Other veggies include: garlic in odd spots; one kale plant; hukarei turnips, both some of respectable size and some that just germinated; newly planted-out celery just inside the inner garden, abundant arugula that we do eat but are primarily there to keep woodchucks from broccoli, small pak choi plants inside the fence that were supposed to protect the climbing peas; sugar snap peas readying to climb the fence apparently faster than their protectors; and shorter, earlier peas next to the grape vine. With luck, some corn and beans seedlings will be popping up to their left, sown where I removed the primary cold frame. Celery seedlings coddled inside and not appetizing to woodchucks are along the inside of the fence, interspersed with parsley, which is woodchuck food.

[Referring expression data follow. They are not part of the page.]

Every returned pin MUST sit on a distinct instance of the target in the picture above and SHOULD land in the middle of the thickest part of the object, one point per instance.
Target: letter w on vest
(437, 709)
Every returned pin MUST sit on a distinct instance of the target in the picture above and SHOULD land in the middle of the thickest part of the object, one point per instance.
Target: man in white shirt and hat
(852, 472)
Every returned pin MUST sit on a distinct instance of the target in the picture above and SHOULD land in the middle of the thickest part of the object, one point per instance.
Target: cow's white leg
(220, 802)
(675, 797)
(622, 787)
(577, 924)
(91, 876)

Flowers include bulbs and (probably still blooming) and lilacs. Columbine volunteers at odd spots. Shakespeare wrote repeatedly of "sweet
columbine." Bulbs were not brought from the Middle East until after his death, so I suspect columbine was the first flower he saw each spring.
Most exciting to me are the small red primroses in front of the holly tree and near to the curb, descended from those of my great-grandfather.

The anti-woodchuck plant (name unknown - can anyone inform me?) has planted itself in seven spots around the garden. Here's hoping it's successful! The Irish Spring soap stuffed in the fences keep away deer. successful this year! Vacant spots are still available for supersteak tomatoes, peppers, eggplants, zucchini, cucumbers, and basil. Their seedlings are now in the greenhouse window, but if you come back Saturday, May 22, 9-11 AM, you can see them planted in the ground.

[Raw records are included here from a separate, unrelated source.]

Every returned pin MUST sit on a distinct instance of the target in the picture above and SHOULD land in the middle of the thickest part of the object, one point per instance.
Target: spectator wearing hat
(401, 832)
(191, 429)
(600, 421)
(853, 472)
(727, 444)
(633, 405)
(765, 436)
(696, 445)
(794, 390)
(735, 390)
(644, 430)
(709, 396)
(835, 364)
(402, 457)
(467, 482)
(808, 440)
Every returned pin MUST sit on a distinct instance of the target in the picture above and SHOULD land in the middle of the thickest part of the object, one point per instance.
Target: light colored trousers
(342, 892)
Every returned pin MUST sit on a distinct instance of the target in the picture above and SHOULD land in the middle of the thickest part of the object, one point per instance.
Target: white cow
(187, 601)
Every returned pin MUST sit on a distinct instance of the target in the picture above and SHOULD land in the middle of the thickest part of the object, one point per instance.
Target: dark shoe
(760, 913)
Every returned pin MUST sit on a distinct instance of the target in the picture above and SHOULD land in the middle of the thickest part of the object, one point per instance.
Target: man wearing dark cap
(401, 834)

Bring bag(s) and/or pot(s) if you want to dig and take home some strawberries, oregano, Dutch iris, fern, and/or periwinkle (aka myrtle, vinca) plants. You may bring digging tools, but I probably have enough for you to borrow. There are a couple of baby lilac bushes for the first-comers.

Helen wrote me the following on April 15. " has predictions for the next 15 days. The lowest they predict is 39 degrees on Sun 4/18 and Friday 4/23." I am getting nervy about planting things out!